Open a linux terminal and clone this repository to your workspace using(copy paste entire thing):
git clone https://github.com/prchinmay/nonpersons_data.git &
cd nonpersons_data
Before intalling dependencies, let us first create a new virtual environment using(copy paste the entire thing):
python3 -m pip install --user virtualenv &
python3 -m virtualenv env &
source env/bin/activate
Install dependiencies using:
pip install -r requirements.txt
After dependencies are installed, run this command in you linux terminal to generate non-persons ImageIDs, download those Images and generate labels in YOLOv3 format.
bash script.sh
There should be 2000 images in data/images
folder and 2000 annotation files in data/labels
.
The annotation files are in the format:
Row format: image_file_path box1 box2 ... boxN
;
Box format: x_min,y_min,x_max,y_max,class_id
The code is written assuming that you downloaded validation set annotations. If you want to download images from training set/test set, download the appropriate annotation files from https://storage.googleapis.com/openimages/web/download.html. Refer to the image below to know which files to download.
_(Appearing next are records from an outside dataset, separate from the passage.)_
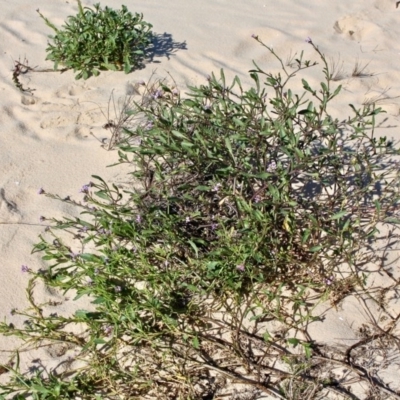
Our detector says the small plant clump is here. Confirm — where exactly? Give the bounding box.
[0,36,400,399]
[37,0,152,79]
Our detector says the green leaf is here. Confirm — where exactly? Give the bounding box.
[188,240,199,258]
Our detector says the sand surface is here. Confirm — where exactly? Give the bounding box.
[0,0,400,398]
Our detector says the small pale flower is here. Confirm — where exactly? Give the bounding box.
[79,185,90,193]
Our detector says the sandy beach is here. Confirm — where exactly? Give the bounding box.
[0,0,400,399]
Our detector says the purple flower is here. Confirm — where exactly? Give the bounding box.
[104,325,113,336]
[153,89,164,100]
[267,161,276,172]
[79,184,90,193]
[254,194,261,203]
[21,265,30,273]
[144,121,154,131]
[211,222,218,231]
[325,276,335,286]
[212,183,222,193]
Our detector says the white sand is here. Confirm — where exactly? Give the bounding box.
[0,0,400,396]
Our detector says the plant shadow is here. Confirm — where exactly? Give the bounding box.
[147,32,187,63]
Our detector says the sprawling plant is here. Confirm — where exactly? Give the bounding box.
[38,0,152,79]
[0,38,400,399]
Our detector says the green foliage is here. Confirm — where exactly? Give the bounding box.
[0,39,400,399]
[38,0,152,79]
In this example, I have downloaded only validation annotations.
Once downloaded, make sure that you also change the respective file names in the imports section of file filter.py
annot = pd.read_csv (r'validation-annotations-bbox.csv')
v_annot = pd.read_csv (r'validation-annotations-human-imagelabels-boxable.csv')
Select the classes to remove in filter.py
class_to_remove = ['Person','Man','Boy','Girl', 'Mammal','Woman', 'Human mouth',
'Human body', 'Human foot', 'Human leg',
'Human ear', 'Human hair', 'Human head',
'Human arm','Human face', 'Human nose',
'Human hand', 'Human eye', 'Human beard']
Select the number of images to download in filter.py
n_images = 2000